Oui, la douleur. Il n’en avait jamais ressentie de telle, même quand il chassait. Les blessures avaient toujours été limitées et soignées très vite par les guérisseurs. Ici sur le champ de bataille, ceux-ci ne savaient plus que faire. Gabriel, le plus puissant d’entre eux, se concentrait sur le combat. Désorganisés et peu habitués à devoir agir dans le chaos le plus complet, ils restaient là, sans défenses.

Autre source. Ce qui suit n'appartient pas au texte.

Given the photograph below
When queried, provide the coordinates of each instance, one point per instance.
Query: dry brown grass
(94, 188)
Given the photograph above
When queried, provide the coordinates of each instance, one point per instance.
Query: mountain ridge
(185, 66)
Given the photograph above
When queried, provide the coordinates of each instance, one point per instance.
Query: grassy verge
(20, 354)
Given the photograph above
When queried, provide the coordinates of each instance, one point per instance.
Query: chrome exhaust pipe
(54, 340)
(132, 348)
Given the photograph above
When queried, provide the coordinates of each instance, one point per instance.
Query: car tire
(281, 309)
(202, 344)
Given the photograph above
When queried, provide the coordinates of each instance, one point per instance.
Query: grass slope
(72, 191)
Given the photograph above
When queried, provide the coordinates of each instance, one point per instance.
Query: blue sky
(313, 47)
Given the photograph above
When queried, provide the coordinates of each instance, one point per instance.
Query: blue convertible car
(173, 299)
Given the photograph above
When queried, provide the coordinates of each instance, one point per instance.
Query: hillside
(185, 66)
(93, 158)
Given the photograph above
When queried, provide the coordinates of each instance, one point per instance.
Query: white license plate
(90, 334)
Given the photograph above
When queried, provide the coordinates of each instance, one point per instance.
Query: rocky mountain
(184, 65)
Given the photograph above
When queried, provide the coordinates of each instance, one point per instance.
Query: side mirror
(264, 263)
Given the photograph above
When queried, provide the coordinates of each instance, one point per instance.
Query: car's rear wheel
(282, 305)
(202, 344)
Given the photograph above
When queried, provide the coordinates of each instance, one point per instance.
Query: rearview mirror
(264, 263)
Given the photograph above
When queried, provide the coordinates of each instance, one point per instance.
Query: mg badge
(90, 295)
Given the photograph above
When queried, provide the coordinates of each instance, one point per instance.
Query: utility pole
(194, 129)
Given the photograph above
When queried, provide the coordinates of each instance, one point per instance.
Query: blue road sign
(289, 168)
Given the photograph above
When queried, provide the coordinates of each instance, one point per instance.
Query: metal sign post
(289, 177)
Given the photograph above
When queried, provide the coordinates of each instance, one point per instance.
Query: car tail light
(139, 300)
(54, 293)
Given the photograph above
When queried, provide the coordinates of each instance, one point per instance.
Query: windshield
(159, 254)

Michael sentait du sang chaud couler partout sur ses vêtements. Il ignorait s’il s’agissait du sien ou celui des autres ; les deux, sans doute. Il s’en fichait. Il ne pouvait pas s’arrêter. Comment le pourrait-il de toute façon, avec cette marée de démons qui surgissait encore et encore ?

Puis, d’un coup, la vague s’arrêta. Une seule personne se tenait devant lui. Sans la voir, presque aveuglé par l’épuisement, il fonça… et, pour la première fois, rencontra une résistance.

« Voici donc le jeune prince dont Lucifer chantait tant les louages. » grinça une voix amusée, moqueuse. « Tu es à la hauteur de ta réputation, gamin. »

Il se sentit propulsé en arrière par une aura sombre, ténébreuse, qui dévorait la sienne. Avec un hoquet il s’efforça de déployer sa lumière plus loin, épée en avant, afin de se protéger. Il entendit un rire, vit des yeux d’un noir d’encre, plus sombres que les ténèbres elles-mêmes, et puis tout cessa.

Au loin, il entendit la rumeur des troupes qui se retiraient. Il perçut des Portails qui s’ouvraient et se refermaient. Il entendit les bruits décroitre petit à petit, vit les mouvements cesser, jusqu’à se tenir debout, hagard, au milieu du champ de bataille à présent désert de tout démon.